Session Type: Poster Session A
Session Time: 8:30AM-10:30AM
Background/Purpose: Limited cutaneous SSc (lcSSc) affects approximately 60-70% of SSc patients but drug development and therapeutic research has largely focused on the more severe diffuse SSc. As a result, lcSSc has been rather neglected with respect to development of relevant outcome measures. To identify relevant candidate items (outcome measures) to include in a future combined response index for clinical trial assessment of lcSSc patients (the CRISTAL index: Combined Response Index for Scleroderma Trials Assessing Limited SSc), this qualitative study aimed to identify the most salient domains affecting everyday life from the patients’ perspective and to capture the overall symptom experience of lcSSc.

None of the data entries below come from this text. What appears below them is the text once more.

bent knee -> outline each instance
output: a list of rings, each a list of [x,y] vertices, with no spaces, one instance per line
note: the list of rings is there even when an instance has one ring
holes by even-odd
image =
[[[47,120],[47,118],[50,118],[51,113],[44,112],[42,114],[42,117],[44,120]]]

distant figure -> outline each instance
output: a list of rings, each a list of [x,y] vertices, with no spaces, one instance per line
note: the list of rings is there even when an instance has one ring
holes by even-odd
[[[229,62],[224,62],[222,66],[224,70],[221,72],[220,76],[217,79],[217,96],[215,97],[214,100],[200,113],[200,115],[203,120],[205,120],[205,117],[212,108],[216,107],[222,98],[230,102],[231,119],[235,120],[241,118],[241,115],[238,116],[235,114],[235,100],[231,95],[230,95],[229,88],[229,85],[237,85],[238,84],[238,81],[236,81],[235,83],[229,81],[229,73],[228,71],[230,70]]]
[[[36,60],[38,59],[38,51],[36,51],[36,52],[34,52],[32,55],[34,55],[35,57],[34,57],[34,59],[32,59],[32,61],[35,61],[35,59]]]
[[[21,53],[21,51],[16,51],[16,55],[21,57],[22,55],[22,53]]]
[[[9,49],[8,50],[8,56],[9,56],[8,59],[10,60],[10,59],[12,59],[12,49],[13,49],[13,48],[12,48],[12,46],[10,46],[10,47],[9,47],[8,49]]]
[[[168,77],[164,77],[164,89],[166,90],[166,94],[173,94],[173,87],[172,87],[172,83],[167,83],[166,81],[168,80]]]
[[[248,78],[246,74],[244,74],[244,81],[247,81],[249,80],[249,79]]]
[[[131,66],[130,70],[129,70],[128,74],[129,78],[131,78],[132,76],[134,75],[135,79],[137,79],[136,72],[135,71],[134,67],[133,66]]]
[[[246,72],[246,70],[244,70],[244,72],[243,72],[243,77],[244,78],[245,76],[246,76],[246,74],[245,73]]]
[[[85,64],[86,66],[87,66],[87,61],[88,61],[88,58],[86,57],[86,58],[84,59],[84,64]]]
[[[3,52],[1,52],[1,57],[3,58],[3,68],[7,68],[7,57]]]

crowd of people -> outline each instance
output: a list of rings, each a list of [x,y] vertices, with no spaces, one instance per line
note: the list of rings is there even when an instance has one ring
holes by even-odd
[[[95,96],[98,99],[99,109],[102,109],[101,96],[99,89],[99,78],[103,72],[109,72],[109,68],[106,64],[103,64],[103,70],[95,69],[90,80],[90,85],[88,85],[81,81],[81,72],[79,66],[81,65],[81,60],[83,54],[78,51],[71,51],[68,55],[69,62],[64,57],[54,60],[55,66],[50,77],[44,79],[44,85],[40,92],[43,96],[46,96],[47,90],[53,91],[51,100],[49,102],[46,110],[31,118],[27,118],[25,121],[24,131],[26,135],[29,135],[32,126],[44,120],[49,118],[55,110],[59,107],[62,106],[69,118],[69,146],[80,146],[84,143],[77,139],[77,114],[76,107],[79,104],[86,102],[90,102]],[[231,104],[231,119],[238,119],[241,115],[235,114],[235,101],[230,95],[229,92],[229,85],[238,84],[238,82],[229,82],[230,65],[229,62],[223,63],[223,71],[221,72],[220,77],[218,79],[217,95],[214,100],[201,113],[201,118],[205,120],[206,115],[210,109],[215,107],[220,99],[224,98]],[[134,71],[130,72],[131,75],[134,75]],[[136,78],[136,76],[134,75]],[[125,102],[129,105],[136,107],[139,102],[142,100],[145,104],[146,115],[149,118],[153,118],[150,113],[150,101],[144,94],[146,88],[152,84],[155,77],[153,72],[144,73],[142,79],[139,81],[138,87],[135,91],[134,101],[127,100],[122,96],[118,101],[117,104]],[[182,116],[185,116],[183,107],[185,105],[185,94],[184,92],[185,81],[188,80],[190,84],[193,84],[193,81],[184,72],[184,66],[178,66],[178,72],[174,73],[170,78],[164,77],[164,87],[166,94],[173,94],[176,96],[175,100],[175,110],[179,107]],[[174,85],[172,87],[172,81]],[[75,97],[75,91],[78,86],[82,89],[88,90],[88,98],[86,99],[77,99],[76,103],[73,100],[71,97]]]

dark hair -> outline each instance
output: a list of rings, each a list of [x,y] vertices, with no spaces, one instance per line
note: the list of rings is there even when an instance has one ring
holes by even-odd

Methods: A participatory action research approach facilitated collaboration between patients and researchers in the identification of domains and candidate items that lcSSc patients consider most important (i.e., symptoms that are most bothersome and affect daily life). Focus groups with lcSSc were conducted using a predefined guide with 10 open-ended questions. The number of focus groups was determined by data saturation. Focus groups were recorded, transcribed verbatim, and de-identified. A hierarchical taxonomy of domains/outcomes and experience-related themes was developed using an iterative, deductive and inductive approach with two independent coders. Throughout the coding process, the codebook was revised and edited in a collaborative process that included a patient partner as co-investigator.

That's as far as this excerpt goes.